Macro Systems Blog
The Difference Between Shutting Down and Restarting Your Computer
You might be familiar with a situation where your technology is malfunctioning and someone says to you “Why don’t you turn it off and turn it back on?” What you have no way of knowing is that by turning it off and turning it back on, you aren’t getting the same result you would if you simply restarted the machine.
It sounds ridiculous, but turning your computer off doesn’t accomplish the same thing as restarting it does, at least not anymore. Below is a look at the differences.
What’s the Difference Between the Shut Down and Restart Processes?
In older versions of Windows up until Windows 7, shutting your computer down and restarting it resulted in the same process. The computer would shut down, RAM would be reset, and once you started the computer back up, you’d start with no elective processes running. With the introduction of Microsoft’s first “metro” OS, Windows 8, this process changed. In these OSs, Microsoft has a new startup process called Fast Startup. With this feature, shutting down a device and restarting a device have two separate processes.
Shut Down
The presence of Fast Startup shortens the process of starting up your machine, it does this for shutting down also.
When a user commands the computer to shut down, their programs and files are shut down, but their OS goes into standby mode. This shuts the computer down, unlike the hibernate and standby options, but it also makes Windows faster to reactivate.
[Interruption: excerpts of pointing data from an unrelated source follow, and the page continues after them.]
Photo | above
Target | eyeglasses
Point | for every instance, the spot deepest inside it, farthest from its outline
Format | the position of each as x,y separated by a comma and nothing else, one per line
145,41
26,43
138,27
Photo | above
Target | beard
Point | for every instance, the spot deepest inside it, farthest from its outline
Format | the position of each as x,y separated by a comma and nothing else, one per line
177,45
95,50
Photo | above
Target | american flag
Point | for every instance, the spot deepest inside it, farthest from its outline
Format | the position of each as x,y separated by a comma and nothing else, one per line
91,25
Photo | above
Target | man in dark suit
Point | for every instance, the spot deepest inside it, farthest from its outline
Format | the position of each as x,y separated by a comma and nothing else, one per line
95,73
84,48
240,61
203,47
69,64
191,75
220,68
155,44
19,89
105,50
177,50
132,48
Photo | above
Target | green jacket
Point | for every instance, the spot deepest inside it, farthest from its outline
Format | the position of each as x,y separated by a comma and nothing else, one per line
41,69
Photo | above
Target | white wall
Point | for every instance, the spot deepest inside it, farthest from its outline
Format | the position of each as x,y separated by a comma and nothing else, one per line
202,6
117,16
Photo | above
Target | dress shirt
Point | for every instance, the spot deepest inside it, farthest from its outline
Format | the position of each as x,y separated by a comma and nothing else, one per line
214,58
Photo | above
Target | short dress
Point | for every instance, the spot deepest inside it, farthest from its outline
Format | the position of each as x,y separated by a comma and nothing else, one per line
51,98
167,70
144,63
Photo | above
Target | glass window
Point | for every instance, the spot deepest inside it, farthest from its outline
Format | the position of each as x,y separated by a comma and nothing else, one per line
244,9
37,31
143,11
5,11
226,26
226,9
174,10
Since most of the computer’s processes aren’t stopped in their tracks, the problems that got you to shut it down in the first place will still be there when it is rebooted.
Restart
On the other hand, when a user selects to restart, the devices puts a stop to all processes, which is why it takes a little longer to restart than it would to just shut down. It is a fresh boot at the motherboard level.
The difference is in the shutdown process. Funny enough, by “shutting down” a computer, it actually leaves more components active than a restart does, making a restart the recommended process to use when troubleshooting an issue.